Casalbordino, la deputata Grippa presenta un’interrogazione: «Chiarezza sulla Direttiva Seveso»

CASALBORDINO . Esplosione alla Sabino Esplodenti, la deputata del M5S, Carmela Grippa ha presentato un’interrogazione parlamentare per chiedere se nella fabbrica di Casalbordino al momento dell’incidente fosse rispettata la Direttiva Seveso. La tragedia avvenuta il 22 dicembre scorso è costata la vita a tre operai.
Con la vicenda si torna a parlare dell’applicazione della Direttiva Seveso che prevede regole stringenti su prevenzione e gestione degli incidenti. La deputata invoca chiarezza: «Perché», dice, «è necessario fare tutto quanto necessario per evitare altri incidenti ed altre morti». Grippa era intervenuta già, a Montecitorio, per far riflettere sull’accaduto. Ora è arrivata l’interrogazione in Parlamento perché sia fatto il punto sull’applicazione della Direttiva Seveso: «Ci sono molti interrogativi sull’incidente», dice la grillina, «ho cercato di sintetizzare tutto nel testo della mia interrogazione per avere risposte soprattutto in merito alle approvazioni dei piani di sicurezza interna e esterna. Tutto certamente nel pieno rispetto delle indagini che sta svolgendo la Procura di Vasto e dei provvedimenti presi dal prefetto di Chieti, Armando Forgione, con i quali sono in contatto. In questi momenti le istituzioni devono fare la propria parte per capire cosa è accaduto ed evitare che accada ancora. Purtroppo non è la prima volta, quindi dobbiamo capire cosa non ha funzionato ed intervenire. Spero di avere quanto prima delle risposte».
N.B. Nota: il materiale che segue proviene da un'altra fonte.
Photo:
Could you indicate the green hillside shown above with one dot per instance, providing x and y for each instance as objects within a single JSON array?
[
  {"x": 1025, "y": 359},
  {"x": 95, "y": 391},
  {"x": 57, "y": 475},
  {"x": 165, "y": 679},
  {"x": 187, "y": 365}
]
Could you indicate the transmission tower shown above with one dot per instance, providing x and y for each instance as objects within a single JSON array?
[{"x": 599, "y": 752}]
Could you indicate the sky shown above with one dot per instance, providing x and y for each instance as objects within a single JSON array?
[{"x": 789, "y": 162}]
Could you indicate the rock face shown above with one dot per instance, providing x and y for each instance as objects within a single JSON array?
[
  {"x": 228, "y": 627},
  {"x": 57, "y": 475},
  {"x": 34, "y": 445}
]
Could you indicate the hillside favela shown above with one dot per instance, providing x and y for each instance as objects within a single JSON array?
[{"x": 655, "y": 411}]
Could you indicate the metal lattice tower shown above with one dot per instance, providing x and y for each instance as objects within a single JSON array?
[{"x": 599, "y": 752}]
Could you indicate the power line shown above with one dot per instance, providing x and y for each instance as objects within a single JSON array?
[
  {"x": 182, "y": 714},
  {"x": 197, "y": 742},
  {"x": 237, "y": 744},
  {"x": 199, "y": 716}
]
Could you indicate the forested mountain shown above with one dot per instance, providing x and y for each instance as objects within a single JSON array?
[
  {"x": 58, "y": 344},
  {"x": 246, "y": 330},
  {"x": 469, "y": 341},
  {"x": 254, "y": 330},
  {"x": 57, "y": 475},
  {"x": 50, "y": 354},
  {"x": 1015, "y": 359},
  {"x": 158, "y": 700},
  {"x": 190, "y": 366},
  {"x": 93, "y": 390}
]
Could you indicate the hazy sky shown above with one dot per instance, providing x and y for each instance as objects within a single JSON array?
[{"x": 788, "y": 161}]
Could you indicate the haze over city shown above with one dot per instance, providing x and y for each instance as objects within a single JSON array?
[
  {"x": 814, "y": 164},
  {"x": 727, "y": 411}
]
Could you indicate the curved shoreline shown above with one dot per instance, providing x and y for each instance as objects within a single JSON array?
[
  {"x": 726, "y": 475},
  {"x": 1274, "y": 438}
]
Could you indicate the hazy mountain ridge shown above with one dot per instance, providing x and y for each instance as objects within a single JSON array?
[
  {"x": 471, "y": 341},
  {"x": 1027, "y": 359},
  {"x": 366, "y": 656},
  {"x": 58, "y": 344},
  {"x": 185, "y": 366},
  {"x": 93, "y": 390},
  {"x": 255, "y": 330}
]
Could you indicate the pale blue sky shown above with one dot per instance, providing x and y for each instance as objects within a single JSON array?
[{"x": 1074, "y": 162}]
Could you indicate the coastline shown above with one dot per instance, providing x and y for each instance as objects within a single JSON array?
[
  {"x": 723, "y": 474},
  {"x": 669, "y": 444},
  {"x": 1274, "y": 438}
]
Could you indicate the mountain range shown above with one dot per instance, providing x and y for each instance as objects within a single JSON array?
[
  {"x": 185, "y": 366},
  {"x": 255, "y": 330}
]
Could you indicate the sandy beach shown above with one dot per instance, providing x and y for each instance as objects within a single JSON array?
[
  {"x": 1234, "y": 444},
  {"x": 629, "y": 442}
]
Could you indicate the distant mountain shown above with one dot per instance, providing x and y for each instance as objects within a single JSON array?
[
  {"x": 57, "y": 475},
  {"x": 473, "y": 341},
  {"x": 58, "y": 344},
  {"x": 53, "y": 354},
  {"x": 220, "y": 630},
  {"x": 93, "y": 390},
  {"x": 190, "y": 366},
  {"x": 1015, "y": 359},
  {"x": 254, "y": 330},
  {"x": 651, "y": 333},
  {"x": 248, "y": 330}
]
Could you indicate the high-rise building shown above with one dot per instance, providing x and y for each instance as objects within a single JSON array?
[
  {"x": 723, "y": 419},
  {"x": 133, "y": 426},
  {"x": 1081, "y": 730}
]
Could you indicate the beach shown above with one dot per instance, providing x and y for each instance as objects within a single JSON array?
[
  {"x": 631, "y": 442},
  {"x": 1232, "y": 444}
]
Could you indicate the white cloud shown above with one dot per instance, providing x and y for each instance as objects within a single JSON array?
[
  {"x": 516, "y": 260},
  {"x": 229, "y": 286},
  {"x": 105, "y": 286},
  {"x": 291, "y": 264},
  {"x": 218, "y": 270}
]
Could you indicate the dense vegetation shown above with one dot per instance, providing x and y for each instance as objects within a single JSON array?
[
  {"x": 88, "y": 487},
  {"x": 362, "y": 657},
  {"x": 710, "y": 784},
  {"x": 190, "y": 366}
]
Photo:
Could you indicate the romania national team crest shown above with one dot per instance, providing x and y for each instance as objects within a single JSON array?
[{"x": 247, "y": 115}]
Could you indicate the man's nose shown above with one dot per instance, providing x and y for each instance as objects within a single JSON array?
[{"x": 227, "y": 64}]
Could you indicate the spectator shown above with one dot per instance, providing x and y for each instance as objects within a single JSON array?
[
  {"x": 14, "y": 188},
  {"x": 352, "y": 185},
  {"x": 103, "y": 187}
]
La Sabino, dal giorno dell'incidente, è sotto sequestro. La magistratura ha nominato dei periti che effettueranno i necessari sopralluoghi. La Procura si è opposta alla richiesta di incidente probatorio presentata dalla proprietà ma il gup Fabrizio Pasquale non si è ancora pronunciato in proposito. (p.c.)